Abstract

Comparing human experiences across locations is a core challenge in computational social science, HCI, and information retrieval. Although Yelp reviews provide abundant data, TF‑IDF’s document‑length bias, coarse category granularity, and ranking inconsistencies impede reliable cross‑location insights. We introduce a human–AI system that applies BM25 scoring with a threshold‑based relevance model to adjust term weights and surface conceptual shifts.
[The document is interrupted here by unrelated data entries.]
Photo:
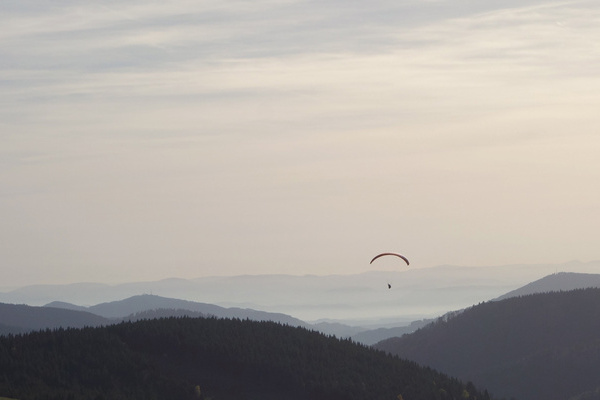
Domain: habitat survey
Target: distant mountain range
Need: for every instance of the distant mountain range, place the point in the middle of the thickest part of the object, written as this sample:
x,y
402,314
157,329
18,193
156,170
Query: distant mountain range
x,y
22,318
542,346
357,300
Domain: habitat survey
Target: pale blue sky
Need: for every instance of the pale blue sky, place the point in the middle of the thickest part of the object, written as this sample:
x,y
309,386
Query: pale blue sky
x,y
143,140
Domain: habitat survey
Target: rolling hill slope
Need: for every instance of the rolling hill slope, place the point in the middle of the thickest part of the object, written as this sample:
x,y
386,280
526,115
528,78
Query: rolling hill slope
x,y
191,358
541,346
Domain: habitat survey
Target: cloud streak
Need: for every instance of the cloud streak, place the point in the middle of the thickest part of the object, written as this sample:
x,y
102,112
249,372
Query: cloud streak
x,y
195,138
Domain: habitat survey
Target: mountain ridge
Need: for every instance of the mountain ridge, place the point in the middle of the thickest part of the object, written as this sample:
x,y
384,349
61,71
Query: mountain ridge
x,y
536,346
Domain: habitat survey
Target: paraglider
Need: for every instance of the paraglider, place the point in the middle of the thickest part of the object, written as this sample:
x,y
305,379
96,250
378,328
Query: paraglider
x,y
390,254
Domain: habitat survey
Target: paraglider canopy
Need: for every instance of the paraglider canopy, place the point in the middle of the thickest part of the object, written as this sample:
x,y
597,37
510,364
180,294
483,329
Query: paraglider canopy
x,y
390,254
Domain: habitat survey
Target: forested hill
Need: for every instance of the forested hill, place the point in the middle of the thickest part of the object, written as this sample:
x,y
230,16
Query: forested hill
x,y
541,346
190,358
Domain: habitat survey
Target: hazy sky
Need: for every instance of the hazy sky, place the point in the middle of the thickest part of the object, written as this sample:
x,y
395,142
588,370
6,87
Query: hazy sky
x,y
149,139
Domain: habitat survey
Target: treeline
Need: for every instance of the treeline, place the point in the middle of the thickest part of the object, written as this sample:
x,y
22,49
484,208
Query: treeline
x,y
191,358
538,347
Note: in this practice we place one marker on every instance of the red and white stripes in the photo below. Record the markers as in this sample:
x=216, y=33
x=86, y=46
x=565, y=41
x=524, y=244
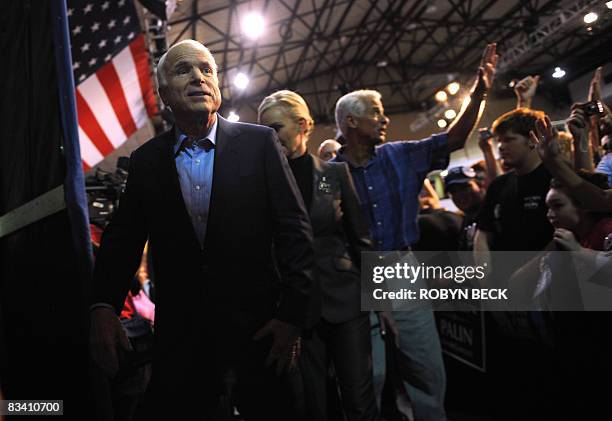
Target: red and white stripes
x=114, y=102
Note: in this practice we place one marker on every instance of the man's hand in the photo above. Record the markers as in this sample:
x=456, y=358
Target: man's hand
x=486, y=70
x=485, y=139
x=566, y=240
x=286, y=344
x=578, y=125
x=525, y=90
x=106, y=336
x=595, y=87
x=545, y=139
x=387, y=323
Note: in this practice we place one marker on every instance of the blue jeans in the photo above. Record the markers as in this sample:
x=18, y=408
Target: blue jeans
x=420, y=345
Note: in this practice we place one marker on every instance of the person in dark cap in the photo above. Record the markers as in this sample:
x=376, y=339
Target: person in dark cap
x=467, y=193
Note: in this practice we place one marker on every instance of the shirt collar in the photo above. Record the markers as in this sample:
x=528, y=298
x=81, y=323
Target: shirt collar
x=341, y=156
x=181, y=137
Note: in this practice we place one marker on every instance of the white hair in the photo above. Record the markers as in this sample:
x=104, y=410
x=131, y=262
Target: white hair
x=353, y=104
x=331, y=142
x=161, y=71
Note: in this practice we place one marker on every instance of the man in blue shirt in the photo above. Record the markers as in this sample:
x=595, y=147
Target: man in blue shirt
x=388, y=178
x=232, y=251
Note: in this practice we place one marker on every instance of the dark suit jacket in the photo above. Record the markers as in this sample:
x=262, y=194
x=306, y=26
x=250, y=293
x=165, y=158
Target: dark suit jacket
x=340, y=235
x=233, y=284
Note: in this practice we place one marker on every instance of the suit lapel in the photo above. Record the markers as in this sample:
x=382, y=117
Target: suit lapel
x=320, y=178
x=167, y=182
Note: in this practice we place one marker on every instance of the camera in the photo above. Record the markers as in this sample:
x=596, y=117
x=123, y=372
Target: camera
x=592, y=108
x=103, y=191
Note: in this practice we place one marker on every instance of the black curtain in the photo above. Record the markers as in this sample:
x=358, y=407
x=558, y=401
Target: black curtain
x=43, y=314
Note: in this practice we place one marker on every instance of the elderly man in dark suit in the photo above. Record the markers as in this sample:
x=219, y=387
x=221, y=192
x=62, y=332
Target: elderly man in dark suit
x=232, y=252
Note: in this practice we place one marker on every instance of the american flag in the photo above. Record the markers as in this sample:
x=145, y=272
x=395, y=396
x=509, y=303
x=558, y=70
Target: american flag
x=114, y=93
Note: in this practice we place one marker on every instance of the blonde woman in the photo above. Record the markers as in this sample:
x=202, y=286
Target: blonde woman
x=340, y=235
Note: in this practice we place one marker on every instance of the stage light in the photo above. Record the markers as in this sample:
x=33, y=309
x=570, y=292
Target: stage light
x=241, y=81
x=559, y=73
x=233, y=117
x=453, y=88
x=450, y=114
x=253, y=25
x=590, y=17
x=441, y=96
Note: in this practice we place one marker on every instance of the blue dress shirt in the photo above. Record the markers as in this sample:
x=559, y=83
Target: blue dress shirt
x=194, y=161
x=389, y=185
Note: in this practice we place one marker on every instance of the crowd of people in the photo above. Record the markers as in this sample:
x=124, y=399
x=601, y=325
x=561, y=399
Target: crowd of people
x=256, y=247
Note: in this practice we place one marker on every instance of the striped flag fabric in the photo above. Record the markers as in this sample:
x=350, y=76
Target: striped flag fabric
x=114, y=91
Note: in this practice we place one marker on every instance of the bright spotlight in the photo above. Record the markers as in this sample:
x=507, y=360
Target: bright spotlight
x=441, y=96
x=450, y=114
x=233, y=117
x=253, y=25
x=559, y=73
x=241, y=81
x=590, y=17
x=453, y=88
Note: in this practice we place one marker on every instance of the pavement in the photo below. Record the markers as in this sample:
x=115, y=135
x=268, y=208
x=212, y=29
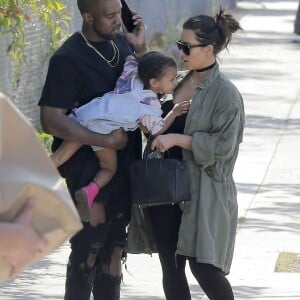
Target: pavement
x=264, y=63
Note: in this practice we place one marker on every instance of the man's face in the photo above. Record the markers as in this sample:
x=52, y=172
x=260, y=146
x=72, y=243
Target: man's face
x=106, y=18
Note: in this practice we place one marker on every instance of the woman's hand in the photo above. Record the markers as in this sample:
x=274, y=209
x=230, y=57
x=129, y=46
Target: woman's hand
x=163, y=142
x=167, y=141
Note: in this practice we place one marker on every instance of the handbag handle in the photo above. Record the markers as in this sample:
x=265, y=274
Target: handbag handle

Interactive visualizations make results accessible to both technical and non‑technical audiences. Evaluated on cross‑location review datasets, our approach delivers robust rankings and accurate detection of contextual differences, advancing human‑centered AI, scalable comparative analytics, and interpretability in information retrieval.



1 Introduction

Understanding how user experiences vary by region is key to delivering personalized, context‑aware insights. For example, a coffee shop ideal for working in one city may serve primarily as a social hub elsewhere. Existing recommendation and retrieval systems typically treat user behavior as uniform, overlooking how local customs, climate and social norms shape activities, emotions and expectations.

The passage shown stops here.